Gilman served discovery subpoenas on SFA and two of its coaches (the “Coaches”). SFA and the Coaches were not parties to the lawsuit.
SFA produced some documents, but no emails or text messages. One of the coaches testified in deposition that he had exchanged texts with the player’s father. He said others had likely also exchanged texts; however, he had obtained a new phone and could not find any texts.
Counsel for the coaches and Gilman communicated, with limited success. At one point, SFA and the Coaches offered “to check their own devices….” At another point, additional subpoenas were served.
Gilman offered to cooperate. It proposed a detailed plan to safeguard the Coaches’ privacy by having a third-party vendor extract the data, permitting the Coaches’ counsel to review the data for responsiveness prior to production, and offering to consider cost-shifting.
SFA and the Coaches responded by sending twenty screen shots of text messages from one coach’s phone. They said that the other coach “was unable to retrieve old messages.”

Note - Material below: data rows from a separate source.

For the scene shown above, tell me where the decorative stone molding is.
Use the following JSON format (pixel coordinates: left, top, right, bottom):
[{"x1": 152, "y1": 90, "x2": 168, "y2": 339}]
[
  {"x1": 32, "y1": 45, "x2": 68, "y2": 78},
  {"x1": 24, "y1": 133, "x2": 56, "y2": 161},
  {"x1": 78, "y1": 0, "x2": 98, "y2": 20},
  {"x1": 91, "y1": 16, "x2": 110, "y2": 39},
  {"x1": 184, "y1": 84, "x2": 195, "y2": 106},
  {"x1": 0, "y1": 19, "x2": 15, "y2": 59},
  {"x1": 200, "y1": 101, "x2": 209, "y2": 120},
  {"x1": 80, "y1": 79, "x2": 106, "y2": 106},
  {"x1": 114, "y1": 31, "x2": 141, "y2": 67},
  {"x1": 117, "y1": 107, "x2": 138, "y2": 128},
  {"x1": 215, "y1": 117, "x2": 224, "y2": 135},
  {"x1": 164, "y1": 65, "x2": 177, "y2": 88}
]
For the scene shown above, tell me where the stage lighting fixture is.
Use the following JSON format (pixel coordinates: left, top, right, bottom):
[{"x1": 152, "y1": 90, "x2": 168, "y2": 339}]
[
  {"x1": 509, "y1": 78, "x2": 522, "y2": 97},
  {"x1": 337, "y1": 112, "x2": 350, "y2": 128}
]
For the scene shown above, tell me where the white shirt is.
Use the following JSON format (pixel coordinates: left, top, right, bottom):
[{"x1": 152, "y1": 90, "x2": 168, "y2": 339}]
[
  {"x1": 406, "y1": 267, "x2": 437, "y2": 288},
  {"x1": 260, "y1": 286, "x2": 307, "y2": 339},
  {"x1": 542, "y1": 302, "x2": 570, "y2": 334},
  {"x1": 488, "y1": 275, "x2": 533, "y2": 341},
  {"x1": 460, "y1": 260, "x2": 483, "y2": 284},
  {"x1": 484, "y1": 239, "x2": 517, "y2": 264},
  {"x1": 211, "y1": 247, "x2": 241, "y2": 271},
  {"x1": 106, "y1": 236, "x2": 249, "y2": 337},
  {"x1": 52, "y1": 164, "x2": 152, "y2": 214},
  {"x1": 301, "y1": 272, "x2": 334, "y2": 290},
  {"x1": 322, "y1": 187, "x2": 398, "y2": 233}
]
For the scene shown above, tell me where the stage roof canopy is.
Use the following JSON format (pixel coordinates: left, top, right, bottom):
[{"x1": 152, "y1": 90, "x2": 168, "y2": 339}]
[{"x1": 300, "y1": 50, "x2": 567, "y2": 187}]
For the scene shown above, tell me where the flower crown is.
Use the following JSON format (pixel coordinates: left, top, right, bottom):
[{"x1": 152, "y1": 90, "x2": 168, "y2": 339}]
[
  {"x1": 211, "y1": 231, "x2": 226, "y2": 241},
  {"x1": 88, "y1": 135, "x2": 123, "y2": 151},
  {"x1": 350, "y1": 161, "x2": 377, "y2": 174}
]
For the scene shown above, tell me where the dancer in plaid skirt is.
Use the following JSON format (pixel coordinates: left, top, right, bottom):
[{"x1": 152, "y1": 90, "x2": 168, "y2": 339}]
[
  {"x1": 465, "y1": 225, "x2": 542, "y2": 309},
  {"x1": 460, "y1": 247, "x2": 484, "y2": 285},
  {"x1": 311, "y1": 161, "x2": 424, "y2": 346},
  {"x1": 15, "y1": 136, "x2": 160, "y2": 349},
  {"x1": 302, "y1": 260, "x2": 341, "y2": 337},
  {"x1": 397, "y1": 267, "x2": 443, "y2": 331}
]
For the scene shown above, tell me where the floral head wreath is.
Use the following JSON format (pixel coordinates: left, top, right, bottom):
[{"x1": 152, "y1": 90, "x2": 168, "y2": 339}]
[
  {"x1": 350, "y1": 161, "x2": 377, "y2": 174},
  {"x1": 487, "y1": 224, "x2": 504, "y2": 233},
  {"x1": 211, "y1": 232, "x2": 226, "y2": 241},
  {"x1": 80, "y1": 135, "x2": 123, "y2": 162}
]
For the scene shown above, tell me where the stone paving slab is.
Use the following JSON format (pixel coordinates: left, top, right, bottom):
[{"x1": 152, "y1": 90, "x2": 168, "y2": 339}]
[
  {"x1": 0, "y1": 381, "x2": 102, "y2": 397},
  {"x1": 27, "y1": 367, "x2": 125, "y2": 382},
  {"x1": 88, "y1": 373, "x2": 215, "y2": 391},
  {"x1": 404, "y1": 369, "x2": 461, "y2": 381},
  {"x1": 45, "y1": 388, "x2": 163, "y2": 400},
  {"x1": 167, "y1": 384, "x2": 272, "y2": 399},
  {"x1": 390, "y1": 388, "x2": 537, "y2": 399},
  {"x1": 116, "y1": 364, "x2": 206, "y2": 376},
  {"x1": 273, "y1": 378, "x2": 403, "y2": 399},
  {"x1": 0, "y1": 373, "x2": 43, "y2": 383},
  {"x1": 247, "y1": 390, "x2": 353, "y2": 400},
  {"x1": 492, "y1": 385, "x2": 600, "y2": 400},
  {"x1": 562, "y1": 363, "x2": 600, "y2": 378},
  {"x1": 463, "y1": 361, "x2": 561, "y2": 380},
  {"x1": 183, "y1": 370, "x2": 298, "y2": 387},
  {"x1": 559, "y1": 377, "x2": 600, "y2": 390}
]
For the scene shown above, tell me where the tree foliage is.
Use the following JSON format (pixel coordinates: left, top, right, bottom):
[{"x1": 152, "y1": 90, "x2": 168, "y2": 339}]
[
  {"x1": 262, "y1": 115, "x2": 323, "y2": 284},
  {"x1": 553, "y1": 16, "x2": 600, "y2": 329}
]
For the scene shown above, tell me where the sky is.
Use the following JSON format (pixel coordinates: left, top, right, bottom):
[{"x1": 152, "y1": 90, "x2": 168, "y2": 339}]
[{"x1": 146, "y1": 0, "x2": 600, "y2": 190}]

Gilman then provided additional detail about its proposal. It offered use of the third-party vendor to extract information from the phones, “run a list of search terms/parameters across the extracted information to identify what should be produced,” and permit the Coaches and their counsel to review the “hits” prior to production. Gilman said it would provide search terms.
A series of events followed, resulting in Gilman moving to compel production and the Coaches cross-moving for a protective order. After a preliminary ruling, Gilman sent an email suggesting search terms and the “to” and “from” names of a list of participants. The Coaches rejected this as “[t]oo broad.” The motions to compel and for protective order were renewed. Gilman’s supporting affidavit explained: “Only the relevant hit data that is promoted for review [wll be] viewed by a human in a readable, non-encrypted form.” Gilman told the court that “[the Coaches’ counsel] can be the very first person to look at the text messages….”
The trial court narrowed the list of participants and ordered the parties to proceed, at Gilman’s cost. On appeal, the Coaches asserted that their privacy was not adequately protected; however, the appellate court affirmed. It rejected the assertion that this was a case of first impression, stating that the only issue was whether the third-party vendor could take the imaged data to its facility for forensic analysis. It concluded that this is not “a drastic change in Maryland law.”
The Court of Special Appeals noted the trial court’s broad authority to fashion protective orders. It wrote that “the Coaches did not challenge relevancy….” Their opposition was based on privacy concerns and alleged exposure to potential data theft, misappropriation, and unauthorized dissemination.
The Court carefully balanced the competing interests. It noted both that the Coaches were in “the unique position of non-parties in the production of discovery” and their valid concerns about the security of their data.
It also weighed “Gilman’s need for relevant information” and the methodology proposed. It found that the vendor’s protocol’s posed only “a minimal risk” to privacy. The imaged data would be encrypted. The only data that would be unencrypted would be material matching the search parameters. The Court considered the two-factor authentication and other vendor security measures. It noted that the Coaches and their counsel could conduct pre-production review and Gilman was paying the costs.
It wrote: “We conclude that the court’s order reasonably protects the Coaches’ privacy interests and, in the end, represents a measured and balanced approach to the production of the Coaches’ electronically stored data.” [emphasis added]. One may also speculate that the reasonable offers and efforts of Gilman’s counsel to cooperate were key factors.
In my view, the only error was that the appellate court did not publish its opinion so that it would be precedent.
 Under Md. Rule 1-104, unreported opinions may not be cited in any paper, motion, or other document filed in a Maryland court either as precent or as persuasive authority.